Вздохнула пылающая синева, пробежала рябь по спящему морю, из двери, распахнутой в ледяное пространство космоса, повеяло прохладой, и вместе с шевелением листвы, кивками веток, дрожью молодых побегов на берег налетел морской бриз, пронесся вверх по реке, подмел широкие плесы, взъерошил потемневшую воду, зашептал в кронах деревьев, зашуршал листьями проснувшегося леса. В кампонге Лакамбы ветер заставил ярко запылать едва тлеющие угли, поднимавшиеся над каждым костром тонкие прямые струйки дыма под его напором закачались, дрогнули и, клубясь, заполнили полумрак между деревьями ароматом горящих дров. Люди, дремавшие в тени во время послеобеденного зноя, проснулись, тишину большого двора нарушило неуверенное бормотание сонных голосов, кашель, зевки, разрозненный смех, громкие оклики, приветствия и шутки. Небольшие группы обступили маленькие костры, двор наполнился монотонным шумом разговоров. Варвары, настырные и неуступчивые, вели их на своем мягком, музыкальном наречии, вновь и вновь повторяя бесконечные истории о жителях лесов и морей, готовые день и ночь толковать на эту неисчерпаемую тему, находя все новые грани. Такие разговоры заменяли им поэзию, живопись и музыку, все искусство и всю историю, служили единственным предметом гордости, признаком собственного превосходства и единственным развлечением.
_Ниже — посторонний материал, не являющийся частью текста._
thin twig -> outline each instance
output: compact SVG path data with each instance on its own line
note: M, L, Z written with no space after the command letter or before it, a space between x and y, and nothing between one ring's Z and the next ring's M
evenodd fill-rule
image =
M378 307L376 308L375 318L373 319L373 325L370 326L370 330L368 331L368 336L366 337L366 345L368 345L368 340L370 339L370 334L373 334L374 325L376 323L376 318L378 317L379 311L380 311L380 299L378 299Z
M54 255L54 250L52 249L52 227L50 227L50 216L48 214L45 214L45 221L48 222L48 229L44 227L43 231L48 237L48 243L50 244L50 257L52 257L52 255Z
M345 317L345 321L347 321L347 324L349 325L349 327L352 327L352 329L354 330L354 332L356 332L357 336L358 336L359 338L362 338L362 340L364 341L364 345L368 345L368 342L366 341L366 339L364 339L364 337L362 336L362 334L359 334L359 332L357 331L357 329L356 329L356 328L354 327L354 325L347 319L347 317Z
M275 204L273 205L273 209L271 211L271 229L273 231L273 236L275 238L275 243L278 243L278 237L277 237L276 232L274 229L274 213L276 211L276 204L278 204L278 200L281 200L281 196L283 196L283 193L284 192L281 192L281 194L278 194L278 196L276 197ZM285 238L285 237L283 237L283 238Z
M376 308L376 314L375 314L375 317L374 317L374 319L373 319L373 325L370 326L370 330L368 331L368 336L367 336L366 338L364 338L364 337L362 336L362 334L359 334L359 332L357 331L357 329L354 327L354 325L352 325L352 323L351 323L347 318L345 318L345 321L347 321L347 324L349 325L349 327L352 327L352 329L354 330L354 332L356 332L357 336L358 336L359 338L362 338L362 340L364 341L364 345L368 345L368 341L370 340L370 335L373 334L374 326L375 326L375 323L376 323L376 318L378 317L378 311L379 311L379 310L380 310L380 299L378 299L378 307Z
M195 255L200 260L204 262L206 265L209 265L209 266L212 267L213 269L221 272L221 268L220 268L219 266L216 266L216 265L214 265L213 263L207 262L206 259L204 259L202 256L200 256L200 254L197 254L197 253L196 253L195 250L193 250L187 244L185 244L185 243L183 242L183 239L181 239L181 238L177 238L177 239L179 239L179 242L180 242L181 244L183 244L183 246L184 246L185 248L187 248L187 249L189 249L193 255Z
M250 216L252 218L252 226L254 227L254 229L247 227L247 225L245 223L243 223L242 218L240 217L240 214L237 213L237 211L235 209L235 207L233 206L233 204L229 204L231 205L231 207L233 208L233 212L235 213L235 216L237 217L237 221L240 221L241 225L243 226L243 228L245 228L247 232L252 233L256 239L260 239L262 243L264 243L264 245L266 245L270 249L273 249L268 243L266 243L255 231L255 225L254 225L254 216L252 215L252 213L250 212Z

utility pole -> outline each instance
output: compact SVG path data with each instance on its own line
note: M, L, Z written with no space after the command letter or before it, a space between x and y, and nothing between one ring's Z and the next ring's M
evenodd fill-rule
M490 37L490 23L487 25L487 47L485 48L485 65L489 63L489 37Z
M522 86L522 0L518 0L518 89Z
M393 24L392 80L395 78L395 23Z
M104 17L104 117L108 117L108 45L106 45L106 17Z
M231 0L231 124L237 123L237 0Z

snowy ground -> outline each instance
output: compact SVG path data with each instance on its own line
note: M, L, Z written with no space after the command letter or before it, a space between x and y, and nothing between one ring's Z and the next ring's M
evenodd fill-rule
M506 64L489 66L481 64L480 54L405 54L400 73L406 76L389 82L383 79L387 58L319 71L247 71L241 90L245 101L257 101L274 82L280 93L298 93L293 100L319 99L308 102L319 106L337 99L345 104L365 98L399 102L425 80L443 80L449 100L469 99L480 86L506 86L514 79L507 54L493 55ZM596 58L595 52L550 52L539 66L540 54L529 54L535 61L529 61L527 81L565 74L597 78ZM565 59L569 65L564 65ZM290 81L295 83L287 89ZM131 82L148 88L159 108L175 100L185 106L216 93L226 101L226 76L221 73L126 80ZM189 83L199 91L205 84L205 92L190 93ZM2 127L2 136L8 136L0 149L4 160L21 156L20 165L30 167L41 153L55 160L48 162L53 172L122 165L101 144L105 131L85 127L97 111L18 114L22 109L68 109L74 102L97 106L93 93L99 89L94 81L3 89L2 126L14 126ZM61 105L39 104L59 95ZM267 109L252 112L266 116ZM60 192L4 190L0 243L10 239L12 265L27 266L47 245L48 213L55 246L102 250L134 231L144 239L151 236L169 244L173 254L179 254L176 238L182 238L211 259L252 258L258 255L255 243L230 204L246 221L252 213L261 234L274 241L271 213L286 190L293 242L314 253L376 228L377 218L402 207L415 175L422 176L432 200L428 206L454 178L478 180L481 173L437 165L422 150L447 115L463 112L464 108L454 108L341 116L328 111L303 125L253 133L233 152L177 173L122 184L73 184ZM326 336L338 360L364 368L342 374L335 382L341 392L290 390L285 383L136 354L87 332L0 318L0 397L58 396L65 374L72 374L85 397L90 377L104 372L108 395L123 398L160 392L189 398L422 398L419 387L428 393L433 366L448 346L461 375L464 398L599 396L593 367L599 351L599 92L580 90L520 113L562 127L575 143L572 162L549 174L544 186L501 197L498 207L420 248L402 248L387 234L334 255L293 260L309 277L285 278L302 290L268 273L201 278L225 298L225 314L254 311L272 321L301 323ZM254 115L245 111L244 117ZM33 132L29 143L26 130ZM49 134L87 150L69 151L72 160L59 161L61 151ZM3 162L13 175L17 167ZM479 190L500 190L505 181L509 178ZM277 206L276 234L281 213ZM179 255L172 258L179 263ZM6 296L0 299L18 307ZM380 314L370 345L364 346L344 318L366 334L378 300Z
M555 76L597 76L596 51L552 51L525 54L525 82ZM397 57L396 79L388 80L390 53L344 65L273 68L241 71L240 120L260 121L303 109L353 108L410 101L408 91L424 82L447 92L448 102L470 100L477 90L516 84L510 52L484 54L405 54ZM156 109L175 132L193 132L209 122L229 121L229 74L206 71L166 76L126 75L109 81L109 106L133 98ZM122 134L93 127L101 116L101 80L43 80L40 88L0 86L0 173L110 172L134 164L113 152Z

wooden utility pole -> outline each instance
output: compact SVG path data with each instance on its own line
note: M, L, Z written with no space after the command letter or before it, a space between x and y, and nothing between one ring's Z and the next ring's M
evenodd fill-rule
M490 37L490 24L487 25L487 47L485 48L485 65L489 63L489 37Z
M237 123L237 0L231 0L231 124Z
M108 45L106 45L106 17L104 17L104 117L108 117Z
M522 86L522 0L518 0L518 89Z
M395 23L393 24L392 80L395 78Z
У костров говорили о храбрости и хитрости, диковинных явлениях и далеких странах, о том, что было вчера и что будет завтра. О мертвых и живых, о тех, кто сражался и кто любил.

Потный, полусонный и хмурый, Лакамба вышел на помост перед своим домом и уселся в деревянное кресло под тенью нависающей крыши. Из темного дверного проема доносился тихий щебет женщин, хлопотавших у ткацкого станка, на котором изготовляли клетчатую ткань для праздничных саронгов хозяина. Справа и слева на пружинящем бамбуковом полу спали на циновках или сидя протирали глаза соратники Лакамбы, по праву рождения или благодаря верной службе получившие привилегию находиться в доме предводителя. Те, что окончательно проснулись, нашли в себе силы достать шахматные доски с фигурками из красной глины и теперь молча и сосредоточенно обдумывали очередной ход. Над лежавшими на животе увлеченными игроками, подпиравшими головы руками и болтавшими в воздухе босыми ступнями, тут и сям возвышались фигуры внимательных наблюдателей, следивших за игрой с бесстрастным и одновременно глубоким интересом. На краю помоста ровными рядами выстроились кожаные сандалии с высокими каблуками; у грубых деревянных перил стояли принадлежащие этим господам копья с тонкими древками, матовая сталь широких лезвий которых в красных лучах заката казалась совершенно черной.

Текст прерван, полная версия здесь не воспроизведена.